В последний день апреля я отправился в преуспевающий курортный городок Протарас, чтобы встретиться с четырьмя членами Комитета против истребления птиц (CABS) – немецкой общественной организации, которая устраивает сезонные добровольческие “лагеря” в странах Средиземноморья. Поскольку главный сезон ловли певчих птиц на Кипре – осень, когда перелетные пернатые отправляются на юг, нагуляв за лето жирок в северных широтах, я беспокоился, что мы мало что увидим, однако первый же сад, куда мы зашли, расположенный у оживленного шоссе, был полон прутьев, намазанных птичьим клеем. Прямые палки дюймов в тридцать длиной покрывают клейкой смолой дамасской сливы и искусно располагают в ветвях невысоких деревьев так, чтобы птицам хотелось на них садиться.

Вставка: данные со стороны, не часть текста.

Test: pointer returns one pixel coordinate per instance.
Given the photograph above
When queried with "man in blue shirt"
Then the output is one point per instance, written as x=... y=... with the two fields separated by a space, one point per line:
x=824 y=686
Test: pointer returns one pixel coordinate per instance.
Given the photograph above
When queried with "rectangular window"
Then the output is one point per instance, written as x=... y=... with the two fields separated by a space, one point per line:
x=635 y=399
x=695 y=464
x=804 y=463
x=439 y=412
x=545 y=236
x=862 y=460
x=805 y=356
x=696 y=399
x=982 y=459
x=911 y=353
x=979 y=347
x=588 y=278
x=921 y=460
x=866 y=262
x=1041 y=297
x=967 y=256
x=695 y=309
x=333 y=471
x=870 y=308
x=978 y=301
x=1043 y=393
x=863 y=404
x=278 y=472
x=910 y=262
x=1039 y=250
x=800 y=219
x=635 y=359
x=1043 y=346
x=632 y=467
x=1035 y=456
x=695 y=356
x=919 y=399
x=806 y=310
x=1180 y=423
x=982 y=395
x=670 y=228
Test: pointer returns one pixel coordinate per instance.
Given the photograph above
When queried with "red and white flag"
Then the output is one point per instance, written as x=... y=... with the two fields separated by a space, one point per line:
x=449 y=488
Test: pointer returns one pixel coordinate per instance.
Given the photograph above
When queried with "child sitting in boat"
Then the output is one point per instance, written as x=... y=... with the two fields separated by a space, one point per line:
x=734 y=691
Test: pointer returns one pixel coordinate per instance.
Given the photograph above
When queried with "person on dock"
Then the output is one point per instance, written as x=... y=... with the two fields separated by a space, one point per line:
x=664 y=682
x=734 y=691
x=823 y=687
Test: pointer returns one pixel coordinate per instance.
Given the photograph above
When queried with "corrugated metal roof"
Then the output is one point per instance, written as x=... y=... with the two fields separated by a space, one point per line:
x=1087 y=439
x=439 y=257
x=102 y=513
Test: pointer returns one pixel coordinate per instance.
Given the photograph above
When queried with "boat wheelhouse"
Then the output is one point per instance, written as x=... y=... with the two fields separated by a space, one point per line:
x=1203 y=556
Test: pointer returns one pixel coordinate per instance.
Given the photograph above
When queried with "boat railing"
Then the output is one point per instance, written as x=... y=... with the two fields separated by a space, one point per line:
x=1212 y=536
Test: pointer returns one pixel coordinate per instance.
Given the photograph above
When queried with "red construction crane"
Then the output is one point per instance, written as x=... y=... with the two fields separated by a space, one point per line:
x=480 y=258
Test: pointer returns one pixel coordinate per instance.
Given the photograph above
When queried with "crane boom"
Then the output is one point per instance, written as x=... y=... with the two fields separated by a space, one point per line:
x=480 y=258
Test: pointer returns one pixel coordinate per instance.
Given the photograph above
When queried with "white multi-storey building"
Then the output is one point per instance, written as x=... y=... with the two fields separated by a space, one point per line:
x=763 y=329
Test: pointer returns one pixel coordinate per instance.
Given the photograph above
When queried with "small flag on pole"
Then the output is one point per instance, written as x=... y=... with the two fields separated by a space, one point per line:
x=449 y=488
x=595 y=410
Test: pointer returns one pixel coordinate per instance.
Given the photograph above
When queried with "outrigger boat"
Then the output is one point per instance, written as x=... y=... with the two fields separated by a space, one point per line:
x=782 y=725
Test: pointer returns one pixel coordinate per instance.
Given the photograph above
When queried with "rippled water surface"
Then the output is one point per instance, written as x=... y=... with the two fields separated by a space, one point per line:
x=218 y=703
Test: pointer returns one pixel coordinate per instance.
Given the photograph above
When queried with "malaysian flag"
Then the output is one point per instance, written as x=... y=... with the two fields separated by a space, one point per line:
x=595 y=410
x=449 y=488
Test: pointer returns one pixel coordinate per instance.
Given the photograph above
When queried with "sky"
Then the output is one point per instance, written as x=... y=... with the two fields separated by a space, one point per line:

Активисты CABS, которых возглавлял худощавый молодой итальянец с окладистой бородой по имени Андреа Рутильяно, рассыпались по саду и принялись снимать палки, натирать их землей, нейтрализуя клей, и ломать пополам. На всех палках были налипшие перья. В кроне лимонного дерева мы обнаружили “живой плод” – самца мухоловки-белошейки, висящего вниз головой; и хвост, и лапки, и черные с белым крылья у него прилипли. Он дергался и тщетно крутил головой, Рутильяно снял его на видео с разных ракурсов, а Дино Менси, итальянский доброволец постарше, сделал несколько фотоснимков. “Фотографии нужны, – сказал генеральный секретарь организации Алекс Хейд, немец с серьезным лицом. – Война выигрывается в газетах, а не на поле боя”.